Was allein das Herz erkennt (German Edition)
Aber das ist es nicht.«
»Was dann?«
»Ich habe Angst, dich zu verlieren.« Tränen traten Tobin in die Augen, liefen über ihre Wangen. »Wenn du heiratest, ändert sich alles.«
»Nicht zwischen uns.«
»Doch.«
»Dass du verheiratet bist, hat doch auch nichts geändert.«
»Weil wir alle noch jung und unbedarft waren. Als John und ich geheiratet haben, waren wir praktisch noch Kinder, und ich habe dich sozusagen mit in die Ehe gebracht. Inzwischen sind wir alle etabliert. John und ich haben unsere Wurzeln in Black Hall; aber du heiratest einen Mann, der zum Beispiel beschließen könnte, für eine Mannschaft in Oregon zu spielen.«
»Ich glaube nicht, dass Oregon eine Eishockeymannschaft hat.«
»Dann eben Kalifornien. Manitoba. Vancouver. Weit weg jedenfalls.«
»Ich weiß«, sagte May.
»Und im Sommer seid ihr in Kanada.«
»Ja.«
»Wir haben noch nie einen Sommer getrennt voneinander verbracht.«
»Nein, haben wir nicht.« Mays Hals war wie zugeschnürt.

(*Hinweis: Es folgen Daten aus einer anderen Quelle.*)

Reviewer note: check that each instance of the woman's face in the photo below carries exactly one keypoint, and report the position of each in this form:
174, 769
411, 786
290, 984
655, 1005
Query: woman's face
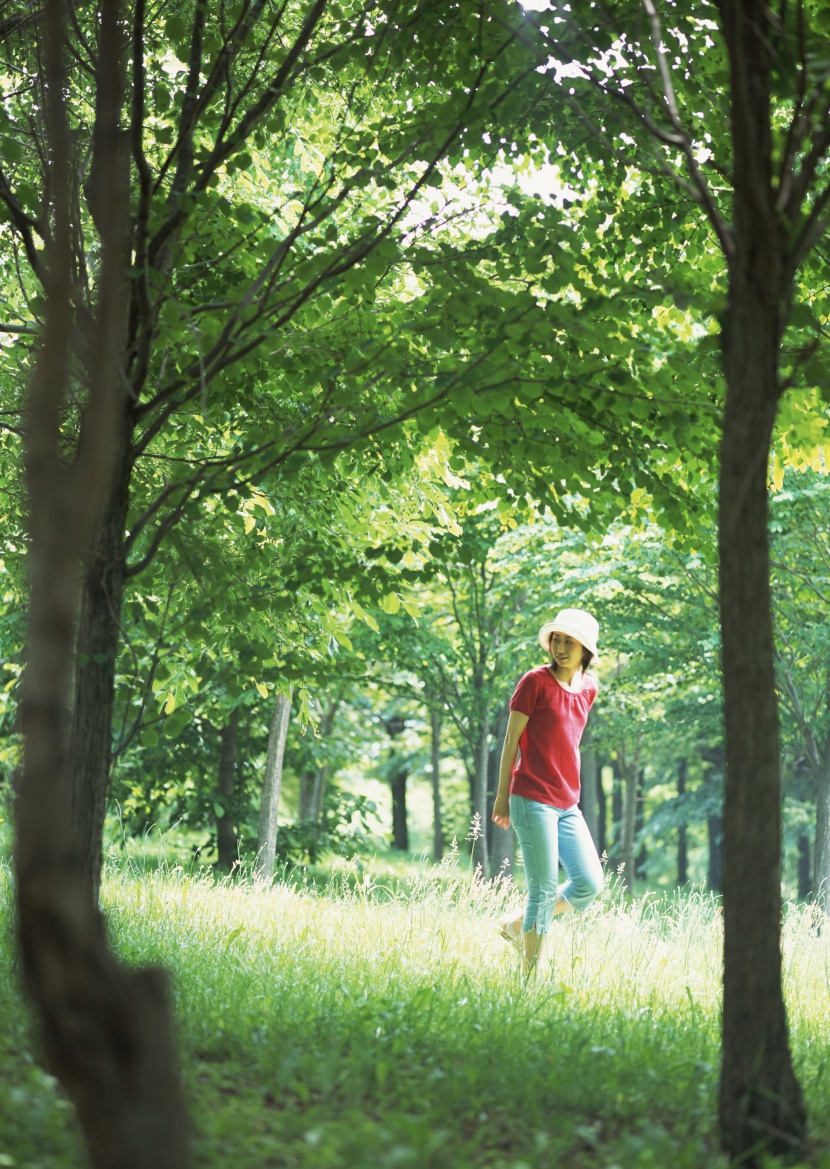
566, 650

»Und das ist erst der Anfang, meine liebe Freundin. Er bringt eine lange Lebensgeschichte mit in die Ehe, genau wie du. John und ich haben sehr jung geheiratet und sie von Anfang an gemeinsam geschrieben. Aber du und Martin, ihr fangt mitten in der Biografie an.«
»Du vergisst etwas, Tobin.« May wischte sich mit dem Hemdärmel über das Gesicht. »Du hast immer zu meinem Leben gehört und du wirst auch immer dazu gehören, egal wo Martin und ich sein werden.«
»Das hoffe ich doch«, sagte Tobin und umarmte May, als Tante Enid eintrat.
*
Obwohl Tante Enid nach dem Mittagsschlaf frisch und ausgeruht wirkte, zeichneten sich Falten und Rosshaar vom Kopfkissen auf ihrer linken Gesichtshälfte ab. Von Tobin stumm ermutigt, bat May ihre Tante ins Büro und schloss die Tür.
»Was gibt es, Liebes?«
»Ich muss dir etwas sagen.«
Enid lächelte und wartete, die Finger an den Lippen.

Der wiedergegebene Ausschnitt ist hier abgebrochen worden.